There have also been some whispers about the viability of Layer 2 scaling solutions after the merge. Many have wondered if such solutions would still be needed after the transition to PoS and the eventual adoption of sharding somewhere in 2023. However, several experts have explained that The Merge will have no effect on L2 chains.

“It will be business as usual for L2s. These solutions still have key value for short, medium and long-term scalability. L2s will still be needed to meet the growing demand and use of blockchains across Even 100,000 transactions per second won’t be enough to meet true global demand and adoption.”
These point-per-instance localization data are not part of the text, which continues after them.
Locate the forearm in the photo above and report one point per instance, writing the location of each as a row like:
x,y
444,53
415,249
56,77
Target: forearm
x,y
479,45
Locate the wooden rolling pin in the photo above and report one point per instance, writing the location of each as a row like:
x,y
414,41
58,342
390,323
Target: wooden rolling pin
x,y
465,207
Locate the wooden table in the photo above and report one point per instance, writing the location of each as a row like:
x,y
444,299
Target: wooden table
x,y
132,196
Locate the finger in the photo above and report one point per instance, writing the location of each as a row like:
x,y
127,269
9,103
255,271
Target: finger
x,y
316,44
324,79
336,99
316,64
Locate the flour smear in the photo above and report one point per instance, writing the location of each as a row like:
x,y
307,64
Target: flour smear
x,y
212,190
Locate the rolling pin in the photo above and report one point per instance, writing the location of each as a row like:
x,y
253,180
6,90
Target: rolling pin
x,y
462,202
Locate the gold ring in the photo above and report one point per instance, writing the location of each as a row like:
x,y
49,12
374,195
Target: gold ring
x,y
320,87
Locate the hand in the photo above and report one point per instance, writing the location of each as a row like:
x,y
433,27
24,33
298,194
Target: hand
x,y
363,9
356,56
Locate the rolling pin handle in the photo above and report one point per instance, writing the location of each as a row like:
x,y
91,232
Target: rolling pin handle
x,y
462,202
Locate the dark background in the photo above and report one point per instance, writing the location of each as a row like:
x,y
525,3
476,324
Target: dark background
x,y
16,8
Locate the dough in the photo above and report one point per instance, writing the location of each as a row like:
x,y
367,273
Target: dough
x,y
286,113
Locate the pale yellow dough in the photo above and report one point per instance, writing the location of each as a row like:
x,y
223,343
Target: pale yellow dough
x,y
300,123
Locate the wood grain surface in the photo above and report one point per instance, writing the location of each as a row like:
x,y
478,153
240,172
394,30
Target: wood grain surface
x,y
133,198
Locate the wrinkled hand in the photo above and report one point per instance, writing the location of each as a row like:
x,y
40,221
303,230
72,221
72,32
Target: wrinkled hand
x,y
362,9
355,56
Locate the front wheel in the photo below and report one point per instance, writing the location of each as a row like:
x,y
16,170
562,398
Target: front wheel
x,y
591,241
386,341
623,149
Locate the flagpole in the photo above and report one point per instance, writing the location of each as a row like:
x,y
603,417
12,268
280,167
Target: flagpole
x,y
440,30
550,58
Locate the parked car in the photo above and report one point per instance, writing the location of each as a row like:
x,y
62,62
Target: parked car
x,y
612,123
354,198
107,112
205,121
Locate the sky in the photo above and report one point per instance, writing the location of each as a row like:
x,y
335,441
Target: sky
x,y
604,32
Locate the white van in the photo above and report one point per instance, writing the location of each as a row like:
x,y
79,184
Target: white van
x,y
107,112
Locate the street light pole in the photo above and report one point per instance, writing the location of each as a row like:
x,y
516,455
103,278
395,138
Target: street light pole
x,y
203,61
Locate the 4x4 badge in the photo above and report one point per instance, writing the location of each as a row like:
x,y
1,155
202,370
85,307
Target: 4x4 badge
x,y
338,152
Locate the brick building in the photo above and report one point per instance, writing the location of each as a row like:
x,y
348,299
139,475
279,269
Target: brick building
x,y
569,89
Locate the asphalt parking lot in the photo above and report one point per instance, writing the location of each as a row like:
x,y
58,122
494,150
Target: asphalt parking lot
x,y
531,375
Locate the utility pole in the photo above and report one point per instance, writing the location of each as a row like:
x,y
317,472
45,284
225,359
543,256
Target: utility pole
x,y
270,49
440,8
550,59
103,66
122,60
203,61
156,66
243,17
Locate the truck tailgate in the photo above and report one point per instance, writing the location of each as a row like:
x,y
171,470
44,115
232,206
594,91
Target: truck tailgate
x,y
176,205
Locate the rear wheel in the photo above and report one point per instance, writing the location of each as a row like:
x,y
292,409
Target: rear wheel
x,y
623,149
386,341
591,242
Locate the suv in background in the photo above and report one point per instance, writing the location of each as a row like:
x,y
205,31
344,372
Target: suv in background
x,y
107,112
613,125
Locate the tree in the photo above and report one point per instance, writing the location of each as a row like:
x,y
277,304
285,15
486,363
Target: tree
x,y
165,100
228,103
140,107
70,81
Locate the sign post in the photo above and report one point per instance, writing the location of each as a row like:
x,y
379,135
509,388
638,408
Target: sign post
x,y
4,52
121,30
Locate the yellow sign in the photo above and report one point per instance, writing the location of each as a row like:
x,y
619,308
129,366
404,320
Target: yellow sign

Some even see The Merge as beneficial rather than worrisome. “As Ethereum L1 becomes more efficient, L2s will simply become even more efficient while preserving their existing additional benefits,” said Alan Chiu, founder of Boba Network, a Layer 2 scaling solution for Ethereum.

An example would be Polygon, which could see its carbon footprint shrink by 60,000 tonnes, according to the Crypto Carbon Ratings Institute (CCRI). The CCRI estimates that nearly 99.92% of Polygon’s emissions come from activity on Ethereum’s base layer.

Therefore, with The Merge expected to reduce Ethereum’s energy consumption by 99%, Polygon’s annual carbon emissions will be reduced to 56.22 tonnes of carbon dioxide equivalent (tCO2e). This is a steep drop from its current emission levels of 60,953.26 tCO2e.

Conclusion

The Ethereum merger is a huge event in the cryptoverse. This will have far-reaching effects on the rest of the crypto industry. And with only a few days until the merger, we won’t have to wait too long to see how these effects materialize and take shape.